America’s largest student-produced musical will be staged on one of the most iconic ships in history.
The 73rd annual Dolphin Show opens its production of the musical “Titanic” on Friday for a two-weekend run at Cahn Auditorium.
Having produced Broadway musicals in the past, including “Shrek the Musical” in 2014, the Dolphin Show is no stranger to huge production sets and casts. However, this year the show will be even bigger.
“I think every year we try to push ourselves to do more, to go further and to really just make the Dolphin Show bigger and better,” said business producer and SESP senior Isabel Garcia. “This year specifically by choosing “Titanic,” we kind of set ourselves up for having to do something on a huge scale.”
Many are familiar with the story of the ship sinking after hitting an iceberg in the North Atlantic Ocean, popularized by James Cameron’s Oscar-winning 1997 film “Titanic.” Artistic producer Jack Eidson said what many don’t know is that the musical was released a few months earlier than the movie and went on to win five Tony Awards, including Best Musical.
Eidson, a Communication senior, said the musical and movie are very different.
“The musical is not about Rose and Jack — it’s not the same story as the movie,” he said. “They really kind of went back to the people of the Titanic. It’s really a show that’s based on the people. Just about every character in the show is based on a historical person who was on the boat.”
Actor Ross Cohen, who plays the role of John Jacob Astor, the richest passenger on the Titanic, said much of the show is about the different class distinctions of the people aboard the ship.
“In addition to being a status symbol for these millionaires and the first class who wanted to be on its maiden voyage, (the Titanic) was also just a way to get from Britain to America for poor third-class immigrants who just wanted to make that journey,” the Communication freshman said.
As far as musical numbers go, director and Communication senior Brendan Flynn said “Titanic” contains songs great for storytelling. Cohen said his favorite number is “Lady’s Maid” from the first act, where third-class passengers talk about their hopes about their arrival in America.
For Garcia and Eidson, nothing beats the opening sequence.
“It spans for about 18 minutes as they’re launching off to the ship, and it’s just so cool to be introduced to all of the different characters,” Garcia said.

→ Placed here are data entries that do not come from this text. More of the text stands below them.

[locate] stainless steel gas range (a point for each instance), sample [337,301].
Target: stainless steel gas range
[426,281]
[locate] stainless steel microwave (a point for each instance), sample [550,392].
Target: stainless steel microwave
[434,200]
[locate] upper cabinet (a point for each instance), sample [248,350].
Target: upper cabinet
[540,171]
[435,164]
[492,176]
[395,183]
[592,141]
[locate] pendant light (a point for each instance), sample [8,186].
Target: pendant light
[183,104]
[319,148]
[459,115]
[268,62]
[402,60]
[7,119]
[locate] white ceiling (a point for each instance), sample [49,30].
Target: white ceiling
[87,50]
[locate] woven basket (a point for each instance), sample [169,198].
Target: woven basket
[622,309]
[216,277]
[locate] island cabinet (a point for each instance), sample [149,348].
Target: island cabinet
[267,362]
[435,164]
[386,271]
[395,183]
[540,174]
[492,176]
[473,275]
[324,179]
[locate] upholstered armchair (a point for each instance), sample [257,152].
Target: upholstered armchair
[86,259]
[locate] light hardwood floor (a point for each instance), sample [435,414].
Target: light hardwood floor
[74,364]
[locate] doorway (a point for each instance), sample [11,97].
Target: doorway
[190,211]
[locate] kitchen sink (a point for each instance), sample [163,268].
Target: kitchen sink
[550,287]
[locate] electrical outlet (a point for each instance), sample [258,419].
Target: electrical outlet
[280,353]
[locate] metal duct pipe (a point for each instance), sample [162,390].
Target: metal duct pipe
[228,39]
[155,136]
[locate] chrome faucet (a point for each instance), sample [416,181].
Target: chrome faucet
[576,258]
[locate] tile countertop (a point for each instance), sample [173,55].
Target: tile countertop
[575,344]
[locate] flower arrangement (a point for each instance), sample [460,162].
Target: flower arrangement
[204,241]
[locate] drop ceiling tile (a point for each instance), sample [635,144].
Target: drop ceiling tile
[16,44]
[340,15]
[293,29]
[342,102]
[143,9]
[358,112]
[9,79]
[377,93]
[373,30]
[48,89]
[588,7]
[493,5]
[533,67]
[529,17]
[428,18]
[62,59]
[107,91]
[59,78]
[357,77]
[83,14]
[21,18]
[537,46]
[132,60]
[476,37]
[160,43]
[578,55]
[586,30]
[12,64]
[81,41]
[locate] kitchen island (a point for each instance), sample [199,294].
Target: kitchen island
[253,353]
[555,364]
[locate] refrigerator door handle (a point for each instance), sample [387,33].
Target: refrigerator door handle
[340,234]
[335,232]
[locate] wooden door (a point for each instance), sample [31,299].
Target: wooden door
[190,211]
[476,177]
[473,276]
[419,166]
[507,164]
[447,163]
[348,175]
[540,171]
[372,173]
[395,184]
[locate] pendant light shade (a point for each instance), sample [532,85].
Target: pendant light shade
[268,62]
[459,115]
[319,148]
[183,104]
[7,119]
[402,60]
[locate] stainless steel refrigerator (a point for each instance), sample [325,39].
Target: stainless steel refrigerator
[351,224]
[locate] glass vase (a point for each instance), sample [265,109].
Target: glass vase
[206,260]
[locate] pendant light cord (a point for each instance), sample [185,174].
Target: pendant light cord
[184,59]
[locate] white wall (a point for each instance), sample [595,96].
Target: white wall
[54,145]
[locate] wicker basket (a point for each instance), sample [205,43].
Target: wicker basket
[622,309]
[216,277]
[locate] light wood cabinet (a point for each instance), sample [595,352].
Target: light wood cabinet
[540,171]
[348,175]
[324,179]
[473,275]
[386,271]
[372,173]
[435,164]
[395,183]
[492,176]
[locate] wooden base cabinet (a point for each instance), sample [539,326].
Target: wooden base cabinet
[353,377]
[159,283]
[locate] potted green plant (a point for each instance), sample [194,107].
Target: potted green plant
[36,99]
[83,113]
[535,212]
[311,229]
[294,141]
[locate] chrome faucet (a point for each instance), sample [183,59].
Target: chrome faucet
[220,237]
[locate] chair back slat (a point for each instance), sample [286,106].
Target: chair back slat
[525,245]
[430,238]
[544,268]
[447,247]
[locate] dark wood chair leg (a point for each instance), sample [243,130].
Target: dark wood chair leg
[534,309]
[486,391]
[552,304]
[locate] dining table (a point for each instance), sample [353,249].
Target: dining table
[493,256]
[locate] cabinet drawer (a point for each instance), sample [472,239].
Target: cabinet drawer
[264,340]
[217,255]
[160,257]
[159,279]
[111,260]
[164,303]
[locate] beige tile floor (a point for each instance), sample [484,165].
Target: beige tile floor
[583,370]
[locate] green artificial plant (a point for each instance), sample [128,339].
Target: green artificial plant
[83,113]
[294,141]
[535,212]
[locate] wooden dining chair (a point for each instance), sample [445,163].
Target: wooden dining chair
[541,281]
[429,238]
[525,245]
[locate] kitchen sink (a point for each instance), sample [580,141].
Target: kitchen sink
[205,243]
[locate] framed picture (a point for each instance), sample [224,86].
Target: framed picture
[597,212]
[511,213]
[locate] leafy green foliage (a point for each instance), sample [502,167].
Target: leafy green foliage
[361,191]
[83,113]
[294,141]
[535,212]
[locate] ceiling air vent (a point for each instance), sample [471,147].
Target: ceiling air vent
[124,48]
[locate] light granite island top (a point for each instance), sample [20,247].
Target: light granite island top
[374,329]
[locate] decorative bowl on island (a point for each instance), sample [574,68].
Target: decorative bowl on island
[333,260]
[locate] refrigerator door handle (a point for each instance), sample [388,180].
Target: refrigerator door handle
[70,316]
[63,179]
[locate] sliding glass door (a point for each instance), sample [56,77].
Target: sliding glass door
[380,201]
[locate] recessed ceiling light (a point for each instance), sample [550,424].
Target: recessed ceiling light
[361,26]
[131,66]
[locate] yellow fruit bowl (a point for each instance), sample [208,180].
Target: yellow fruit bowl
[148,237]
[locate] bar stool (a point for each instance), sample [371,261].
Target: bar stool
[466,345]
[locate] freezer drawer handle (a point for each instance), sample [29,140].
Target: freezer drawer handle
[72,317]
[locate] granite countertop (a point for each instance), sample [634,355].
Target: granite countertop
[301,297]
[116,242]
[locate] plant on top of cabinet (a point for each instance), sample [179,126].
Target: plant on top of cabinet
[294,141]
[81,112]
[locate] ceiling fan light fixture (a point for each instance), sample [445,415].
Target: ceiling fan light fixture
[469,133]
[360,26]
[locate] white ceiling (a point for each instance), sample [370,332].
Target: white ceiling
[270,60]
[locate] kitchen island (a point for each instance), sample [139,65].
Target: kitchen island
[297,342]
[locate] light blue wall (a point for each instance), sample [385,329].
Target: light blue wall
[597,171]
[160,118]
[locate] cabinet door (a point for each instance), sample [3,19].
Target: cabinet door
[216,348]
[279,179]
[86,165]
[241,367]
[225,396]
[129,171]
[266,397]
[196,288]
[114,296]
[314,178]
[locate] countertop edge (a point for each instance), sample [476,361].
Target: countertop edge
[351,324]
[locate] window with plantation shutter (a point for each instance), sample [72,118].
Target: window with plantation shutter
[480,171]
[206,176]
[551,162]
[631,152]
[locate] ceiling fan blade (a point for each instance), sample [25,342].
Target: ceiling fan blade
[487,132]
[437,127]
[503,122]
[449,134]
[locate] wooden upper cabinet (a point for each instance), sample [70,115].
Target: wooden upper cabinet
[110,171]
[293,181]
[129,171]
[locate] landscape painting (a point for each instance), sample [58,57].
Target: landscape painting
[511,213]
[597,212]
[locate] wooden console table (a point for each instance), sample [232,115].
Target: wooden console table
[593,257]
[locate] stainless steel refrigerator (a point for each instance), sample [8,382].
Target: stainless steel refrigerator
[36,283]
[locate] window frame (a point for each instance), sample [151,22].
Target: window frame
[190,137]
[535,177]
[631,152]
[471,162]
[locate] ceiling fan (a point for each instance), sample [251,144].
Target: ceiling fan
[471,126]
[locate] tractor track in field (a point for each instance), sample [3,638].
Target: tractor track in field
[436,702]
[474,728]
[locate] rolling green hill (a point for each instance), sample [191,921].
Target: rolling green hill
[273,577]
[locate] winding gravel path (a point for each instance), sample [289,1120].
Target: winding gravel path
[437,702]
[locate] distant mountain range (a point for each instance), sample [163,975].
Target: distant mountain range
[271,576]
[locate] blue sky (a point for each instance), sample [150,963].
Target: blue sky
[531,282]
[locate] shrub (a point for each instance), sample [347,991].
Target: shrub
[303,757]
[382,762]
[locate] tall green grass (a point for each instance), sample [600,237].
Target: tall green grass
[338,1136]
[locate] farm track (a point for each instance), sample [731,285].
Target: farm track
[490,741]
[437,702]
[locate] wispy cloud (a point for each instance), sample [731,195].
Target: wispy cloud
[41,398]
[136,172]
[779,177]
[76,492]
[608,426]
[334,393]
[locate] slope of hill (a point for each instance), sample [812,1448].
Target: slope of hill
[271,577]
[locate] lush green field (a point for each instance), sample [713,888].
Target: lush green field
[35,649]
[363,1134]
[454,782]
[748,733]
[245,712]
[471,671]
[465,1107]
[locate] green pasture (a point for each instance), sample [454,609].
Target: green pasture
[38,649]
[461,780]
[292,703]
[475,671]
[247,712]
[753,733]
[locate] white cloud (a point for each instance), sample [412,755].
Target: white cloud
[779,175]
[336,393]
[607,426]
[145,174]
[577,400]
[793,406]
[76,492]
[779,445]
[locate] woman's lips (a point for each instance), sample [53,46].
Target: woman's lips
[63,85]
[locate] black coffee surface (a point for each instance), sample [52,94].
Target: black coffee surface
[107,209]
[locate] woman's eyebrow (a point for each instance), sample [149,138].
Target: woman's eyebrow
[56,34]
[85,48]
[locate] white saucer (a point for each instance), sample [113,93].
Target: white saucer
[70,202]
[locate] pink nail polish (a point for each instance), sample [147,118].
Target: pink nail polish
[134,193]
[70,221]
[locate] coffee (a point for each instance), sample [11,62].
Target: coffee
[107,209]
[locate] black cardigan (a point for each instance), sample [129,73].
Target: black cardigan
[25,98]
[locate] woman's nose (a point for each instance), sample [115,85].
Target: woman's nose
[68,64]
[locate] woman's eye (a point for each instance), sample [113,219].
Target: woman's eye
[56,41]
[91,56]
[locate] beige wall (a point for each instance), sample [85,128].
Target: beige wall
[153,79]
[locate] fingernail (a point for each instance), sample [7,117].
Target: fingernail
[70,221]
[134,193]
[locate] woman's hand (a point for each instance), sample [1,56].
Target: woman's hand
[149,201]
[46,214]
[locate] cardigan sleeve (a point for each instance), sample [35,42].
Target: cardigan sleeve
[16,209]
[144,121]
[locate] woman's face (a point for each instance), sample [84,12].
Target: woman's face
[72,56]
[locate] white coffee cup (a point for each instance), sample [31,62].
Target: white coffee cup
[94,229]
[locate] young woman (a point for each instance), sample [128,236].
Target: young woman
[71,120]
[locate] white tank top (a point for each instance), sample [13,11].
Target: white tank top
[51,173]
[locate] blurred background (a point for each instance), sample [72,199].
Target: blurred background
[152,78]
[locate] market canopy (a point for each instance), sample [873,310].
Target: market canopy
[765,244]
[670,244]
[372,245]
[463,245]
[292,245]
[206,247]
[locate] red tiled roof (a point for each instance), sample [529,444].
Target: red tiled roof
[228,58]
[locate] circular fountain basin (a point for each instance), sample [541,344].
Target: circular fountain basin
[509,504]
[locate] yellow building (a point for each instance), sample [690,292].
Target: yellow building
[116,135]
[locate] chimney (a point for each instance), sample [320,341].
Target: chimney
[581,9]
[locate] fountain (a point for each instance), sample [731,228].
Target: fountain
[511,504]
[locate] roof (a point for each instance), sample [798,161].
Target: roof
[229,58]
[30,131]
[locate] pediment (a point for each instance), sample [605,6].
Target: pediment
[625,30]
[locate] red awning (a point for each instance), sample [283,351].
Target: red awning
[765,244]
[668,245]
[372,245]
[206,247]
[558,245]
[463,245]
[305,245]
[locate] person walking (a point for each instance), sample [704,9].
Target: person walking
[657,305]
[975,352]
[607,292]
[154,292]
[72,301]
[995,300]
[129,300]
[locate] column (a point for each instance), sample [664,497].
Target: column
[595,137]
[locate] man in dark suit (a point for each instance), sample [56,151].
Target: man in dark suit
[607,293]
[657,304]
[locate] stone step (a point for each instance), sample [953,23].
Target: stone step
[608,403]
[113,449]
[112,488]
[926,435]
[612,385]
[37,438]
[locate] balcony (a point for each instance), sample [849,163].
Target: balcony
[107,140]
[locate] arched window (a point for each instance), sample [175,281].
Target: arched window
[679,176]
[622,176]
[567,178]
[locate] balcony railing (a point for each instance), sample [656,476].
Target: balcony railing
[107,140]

Eidson echoed the sentiment.
“It just brings an incredible energy to start off the show,” Eidson said. “I think it’s a great kind of trailer for the rest of the show that you’re about to watch.”
Flynn said he is most excited for opening night and is looking forward to show off the cast and crew’s hard work.
“Dolphin is such a great thing in that so many people across campus come together to see it,” Flynn said. “I hope (expectations will) be not only met but people are going to come away being really impressed with what the people who put this together at this year’s show were able to do.”